SOPs should cover all processes which take place in the compounding lab. These should include general policies and procedures, including information about employee training requirements, exclusion policies for who can and cannot enter the compounding lab, use, maintenance and calibration of equipment including balances, and all aspects of pharmacy practice undertaken in the compounding area, including delivery of compounded medications, patient counselling and complaint handling.
Processes such as procurement of chemicals, risk assessment, assigning expiry dates to compounded products, and recall of compounded products are critical areas which must be addressed.
SOPs are living document, not made to be written and then hidden on a top shelf in the pharmacy never to be reviewed again.
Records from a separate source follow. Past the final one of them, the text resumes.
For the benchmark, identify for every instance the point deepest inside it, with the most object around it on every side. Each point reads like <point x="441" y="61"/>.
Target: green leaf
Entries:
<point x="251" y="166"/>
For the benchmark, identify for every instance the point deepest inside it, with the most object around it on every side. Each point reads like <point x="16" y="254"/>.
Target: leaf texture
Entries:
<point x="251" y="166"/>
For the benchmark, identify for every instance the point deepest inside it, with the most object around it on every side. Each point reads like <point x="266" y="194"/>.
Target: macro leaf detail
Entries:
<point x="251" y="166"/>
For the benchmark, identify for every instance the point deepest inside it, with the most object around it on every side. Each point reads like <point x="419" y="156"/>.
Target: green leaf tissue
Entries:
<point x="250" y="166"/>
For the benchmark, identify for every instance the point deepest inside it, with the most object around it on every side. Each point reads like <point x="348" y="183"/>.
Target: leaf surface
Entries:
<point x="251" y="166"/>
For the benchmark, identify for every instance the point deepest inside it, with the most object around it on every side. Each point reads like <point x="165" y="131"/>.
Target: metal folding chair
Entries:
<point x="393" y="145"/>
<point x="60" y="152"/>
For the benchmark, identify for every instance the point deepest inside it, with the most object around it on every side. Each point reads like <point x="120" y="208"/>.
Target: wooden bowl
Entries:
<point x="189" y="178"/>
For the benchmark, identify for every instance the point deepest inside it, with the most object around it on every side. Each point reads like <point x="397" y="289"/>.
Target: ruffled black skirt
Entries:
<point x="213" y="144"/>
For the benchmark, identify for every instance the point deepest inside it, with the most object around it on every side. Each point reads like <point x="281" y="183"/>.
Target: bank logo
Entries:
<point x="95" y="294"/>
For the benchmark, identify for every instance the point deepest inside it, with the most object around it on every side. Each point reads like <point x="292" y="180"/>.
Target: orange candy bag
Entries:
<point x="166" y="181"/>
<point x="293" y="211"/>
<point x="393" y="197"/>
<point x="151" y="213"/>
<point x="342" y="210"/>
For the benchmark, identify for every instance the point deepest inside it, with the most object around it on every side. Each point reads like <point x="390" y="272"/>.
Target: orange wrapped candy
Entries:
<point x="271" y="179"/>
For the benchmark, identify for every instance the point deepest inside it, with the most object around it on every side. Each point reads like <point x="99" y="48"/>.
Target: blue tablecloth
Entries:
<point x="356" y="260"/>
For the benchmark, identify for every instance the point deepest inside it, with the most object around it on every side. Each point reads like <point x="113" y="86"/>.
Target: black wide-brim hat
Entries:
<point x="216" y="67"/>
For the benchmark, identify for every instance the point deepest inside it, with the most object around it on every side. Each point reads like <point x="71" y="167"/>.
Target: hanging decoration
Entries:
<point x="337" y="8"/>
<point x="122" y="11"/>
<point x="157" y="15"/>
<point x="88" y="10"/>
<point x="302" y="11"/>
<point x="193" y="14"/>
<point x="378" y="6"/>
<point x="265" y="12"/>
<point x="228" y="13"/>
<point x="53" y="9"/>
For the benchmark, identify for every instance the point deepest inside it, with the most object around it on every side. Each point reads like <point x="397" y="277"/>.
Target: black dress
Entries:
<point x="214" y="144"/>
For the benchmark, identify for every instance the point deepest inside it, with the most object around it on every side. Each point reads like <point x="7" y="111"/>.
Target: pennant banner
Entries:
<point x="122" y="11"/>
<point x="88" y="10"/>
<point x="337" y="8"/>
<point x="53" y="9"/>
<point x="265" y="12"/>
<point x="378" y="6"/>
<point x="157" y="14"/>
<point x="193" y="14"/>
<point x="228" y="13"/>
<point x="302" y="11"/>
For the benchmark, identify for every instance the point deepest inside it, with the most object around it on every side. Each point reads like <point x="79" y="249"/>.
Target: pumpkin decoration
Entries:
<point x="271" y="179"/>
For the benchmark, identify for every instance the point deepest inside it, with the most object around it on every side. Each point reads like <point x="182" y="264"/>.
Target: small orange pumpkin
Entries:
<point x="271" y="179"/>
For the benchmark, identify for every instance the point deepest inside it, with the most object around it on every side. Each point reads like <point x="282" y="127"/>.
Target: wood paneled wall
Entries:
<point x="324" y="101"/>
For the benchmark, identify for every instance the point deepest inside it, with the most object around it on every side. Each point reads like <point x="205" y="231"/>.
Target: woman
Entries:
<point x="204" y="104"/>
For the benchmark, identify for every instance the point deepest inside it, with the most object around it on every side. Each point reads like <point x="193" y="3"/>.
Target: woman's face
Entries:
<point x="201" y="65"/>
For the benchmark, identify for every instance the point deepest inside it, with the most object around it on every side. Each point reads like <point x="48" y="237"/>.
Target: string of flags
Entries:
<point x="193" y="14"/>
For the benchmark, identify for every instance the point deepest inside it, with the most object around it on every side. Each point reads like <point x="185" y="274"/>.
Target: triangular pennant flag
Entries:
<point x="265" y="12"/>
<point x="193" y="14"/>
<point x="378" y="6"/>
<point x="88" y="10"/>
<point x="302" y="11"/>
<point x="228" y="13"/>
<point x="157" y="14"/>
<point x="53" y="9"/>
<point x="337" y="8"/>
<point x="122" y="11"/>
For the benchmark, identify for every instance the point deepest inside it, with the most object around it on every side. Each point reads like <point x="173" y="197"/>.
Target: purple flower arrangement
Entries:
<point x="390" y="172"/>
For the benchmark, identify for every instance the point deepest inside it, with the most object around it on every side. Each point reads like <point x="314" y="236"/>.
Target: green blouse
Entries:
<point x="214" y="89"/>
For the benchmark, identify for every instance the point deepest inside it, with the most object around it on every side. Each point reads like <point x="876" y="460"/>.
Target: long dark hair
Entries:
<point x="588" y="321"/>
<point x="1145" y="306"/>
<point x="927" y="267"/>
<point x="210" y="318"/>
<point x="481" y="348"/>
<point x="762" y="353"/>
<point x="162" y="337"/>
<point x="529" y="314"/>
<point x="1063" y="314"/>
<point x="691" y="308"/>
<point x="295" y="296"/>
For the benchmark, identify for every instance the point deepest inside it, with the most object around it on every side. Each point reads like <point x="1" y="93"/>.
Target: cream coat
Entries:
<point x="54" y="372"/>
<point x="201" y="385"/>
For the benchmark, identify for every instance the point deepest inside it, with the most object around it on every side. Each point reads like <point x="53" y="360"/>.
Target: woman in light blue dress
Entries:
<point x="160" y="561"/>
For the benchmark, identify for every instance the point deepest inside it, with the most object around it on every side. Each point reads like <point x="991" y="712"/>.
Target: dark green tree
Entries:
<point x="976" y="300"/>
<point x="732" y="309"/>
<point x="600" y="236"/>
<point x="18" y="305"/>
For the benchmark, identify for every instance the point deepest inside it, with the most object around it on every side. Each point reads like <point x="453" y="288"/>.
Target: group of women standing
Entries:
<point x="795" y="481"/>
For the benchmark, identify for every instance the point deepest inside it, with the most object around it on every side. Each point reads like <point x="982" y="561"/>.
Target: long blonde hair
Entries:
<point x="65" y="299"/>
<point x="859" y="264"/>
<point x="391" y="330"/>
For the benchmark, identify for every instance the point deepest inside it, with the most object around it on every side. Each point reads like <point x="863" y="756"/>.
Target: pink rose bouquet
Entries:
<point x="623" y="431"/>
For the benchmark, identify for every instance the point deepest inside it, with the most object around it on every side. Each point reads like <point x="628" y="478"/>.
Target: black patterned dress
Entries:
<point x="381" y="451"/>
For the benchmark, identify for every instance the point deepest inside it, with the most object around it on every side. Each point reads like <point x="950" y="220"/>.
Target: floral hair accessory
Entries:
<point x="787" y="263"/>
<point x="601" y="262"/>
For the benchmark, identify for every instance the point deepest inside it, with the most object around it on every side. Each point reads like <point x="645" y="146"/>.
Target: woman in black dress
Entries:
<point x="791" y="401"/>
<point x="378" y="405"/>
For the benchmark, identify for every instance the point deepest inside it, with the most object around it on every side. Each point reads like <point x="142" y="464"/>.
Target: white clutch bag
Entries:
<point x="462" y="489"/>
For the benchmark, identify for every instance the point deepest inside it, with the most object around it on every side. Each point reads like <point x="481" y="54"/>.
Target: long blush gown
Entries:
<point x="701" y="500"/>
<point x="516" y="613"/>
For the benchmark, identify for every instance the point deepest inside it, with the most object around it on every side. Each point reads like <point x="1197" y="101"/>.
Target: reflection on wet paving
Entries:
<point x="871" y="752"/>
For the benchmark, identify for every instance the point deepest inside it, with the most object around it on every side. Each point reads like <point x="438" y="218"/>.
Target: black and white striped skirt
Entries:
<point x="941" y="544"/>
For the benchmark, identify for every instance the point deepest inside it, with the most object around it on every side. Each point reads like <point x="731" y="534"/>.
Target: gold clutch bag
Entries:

There are often key events in the pharmacy calendar which can act as prompts for review e.g. when the Pharmacy Board of Australia “Guidelines on Compounding of Medicines” was released in May 2015, pharmacies who already had a strong culture of using SOPs saw this as an opportunity to review their documents, not only to include the Guidelines as a current reference, but also to review all procedures mentioned in this document and make sure that they aligned with the relevant SOPs.